Altun, bu noktada Türkiye Cumhurbaşkanı Recep Tayyip Erdoğan'ın güçlü liderliğinin, sahip oldukları siyasi iradenin ve milletin ferasetinin büyük önem taşıdığını kaydetti.
- "Türkiye ve dünya kamuoyuna en iyi şekilde anlatmakla mükellefiz"
"Bölgesel gücümüze bağlı olarak uluslararası alanda pazarlık gücümüz de artıyor. Sadece Barış Pınarı Harekatımız bile bu anlamda, bütün kuşatılma girişimlerine rağmen kendi oyunumuzu kurabildiğimizi, yabancı aktörlerin bir 100 yıl öncekine benzer jeopolitik mühendislik projelerini nasıl çökertebildiğimizi göstermiştir." diyen Altun, konuşmasına şöyle devam etti:
"Derdimiz, bölgede ve dünyada söz sahibi olan ülkemizin yükselişine yakışır nitelikli ve değerli çalışmalar gerçekleştirmek ve milletimizin sesini, devletimizin haklı mücadelesini bütün dünyaya duyurmaktır. Türkiye'nin yükseliş hikayesini, değerlerini, küresel siyaset arenasında insanı ve adaleti temel alan yaklaşımlarını Türkiye ve dünya kamuoyuna en iyi şekilde anlatmakla mükellefiz. Bunu da güçlü bir şekilde yapacağız. Hedef kitlemiz sadece karar alıcılar değil, düşünce kuruluşları, sanatçılar, fikir önderleri, ulusal ve uluslararası topluluklardır. Devletin söylem birliği içinde olması dışarıdan yönelecek manipülatif ataklara karşı korunaklı kılacaktır."
Sadece güncel olayları doğru anlatmanın da yeterli olmadığını, tarihsel bilgiyi stratejik bir şekilde kullanmak gerektiğini vurgulayan Altun, sözde Ermeni soykırımı iftirasına yönelik, "1915.gov.tr" internet sitesinden gerçekleri yayınladıklarını belirtti.
"Bugün dünyada, terör örgütleriyle bizim kadar mücadele eden başka bir ülke var mı? FETÖ, PKK/YPG, DEAŞ gibi terör örgütleriyle aynı anda sahada amansız bir mücadele veriyoruz ve hamdolsun terörle mücadeledeki başarımız herkesçe kabul görmüş bir gerçek. Biz de hiçbir ayrım yapmaksızın tüm terör örgütlerine karşı verdiğimiz büyük mücadeleyi, bu terör örgütlerinin karanlık, kanlı ve gerçek yüzlerini dünya kamuoyuna en iyi şekilde anlatmaya çalışıyoruz." diyen Altun, Barış Pınarı Harekatı'nda, sahadaki gerçekleri dünyaya aktarma konusunda çok büyük yol katettiklerini hatırlattı.

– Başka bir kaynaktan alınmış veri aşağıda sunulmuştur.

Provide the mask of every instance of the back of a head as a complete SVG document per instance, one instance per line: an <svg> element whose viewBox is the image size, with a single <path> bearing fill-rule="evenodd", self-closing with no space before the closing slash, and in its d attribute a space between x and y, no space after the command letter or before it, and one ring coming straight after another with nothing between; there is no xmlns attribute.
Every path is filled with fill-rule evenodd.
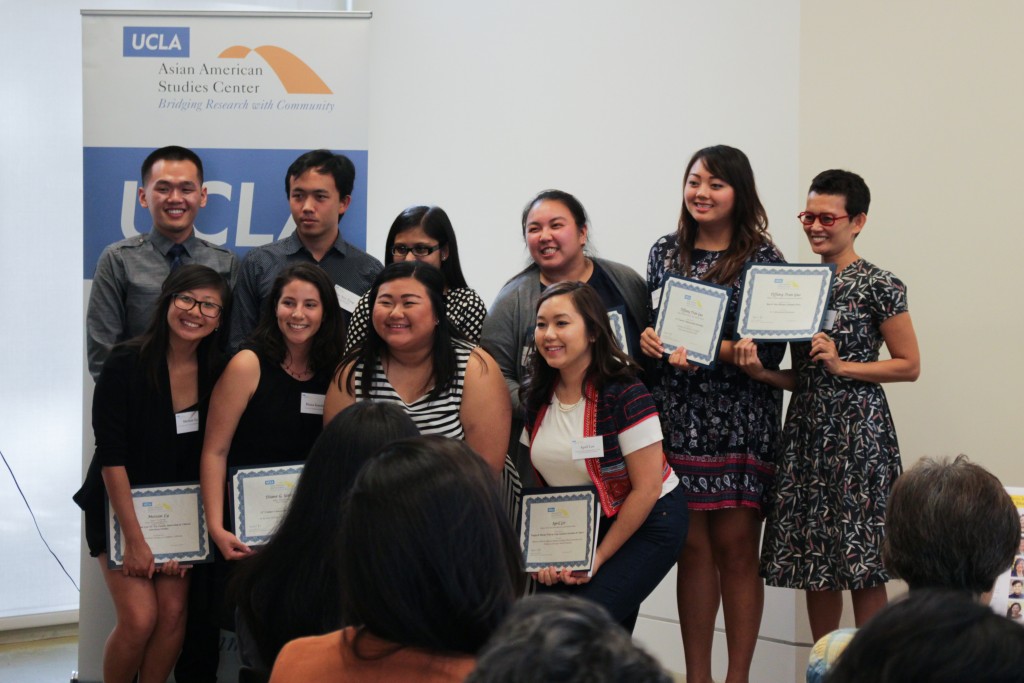
<svg viewBox="0 0 1024 683"><path fill-rule="evenodd" d="M1024 627L963 593L922 590L850 641L826 683L1019 683Z"/></svg>
<svg viewBox="0 0 1024 683"><path fill-rule="evenodd" d="M657 661L597 603L564 595L520 601L466 683L669 683Z"/></svg>
<svg viewBox="0 0 1024 683"><path fill-rule="evenodd" d="M371 458L338 541L345 623L401 645L475 654L524 581L498 482L460 440L420 436Z"/></svg>
<svg viewBox="0 0 1024 683"><path fill-rule="evenodd" d="M911 590L979 596L1010 567L1020 532L1017 509L993 474L966 456L924 459L893 486L882 557Z"/></svg>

- "Dünyada örneği olmayan bir yapı CİMER"
Türkiye olarak iddialarının büyük olduğuna işaret eden Altun, "Açık ve net bir biçimde şunu vurgulamalıyım. FETÖ gibi hibrit ve cani bir terör örgütüyle mücadele noktasında bize, İletişim Başkanlığımızın her bir çalışanına çok önemli görevler düşüyor. Bu caniler topluluğunun cürümlerini, gerçek karakterini, uluslararası alandaki faaliyetlerini ve 15 Temmuz hain darbe girişimi başta olmak üzere, Türkiye tarihindeki zulümlerini aydınlatmak, bütün dünyaya anlatmak boynumuzun borcudur." ifadelerini kullandı.
Altun, bu çerçevede 15 Temmuz Demokrasi ve Milli Birlik Günü Anma Etkinlikleri'nin son derece önemli olduğunu, Cumhurbaşkanlığı genelgesiyle etkinliklerin koordinasyonunun kurumlarına verildiğini aktardı.
Devlet ile millet arasında etkin bir iletişim kanalı oluşturmak için CİMER çalışmaları ve 2019'da Ülkem İçin Bir Fikrim Var Projesi'nin devam ettiğini anlatan Altun, "Dünyada örneği olmayan bir yapı CİMER." dedi.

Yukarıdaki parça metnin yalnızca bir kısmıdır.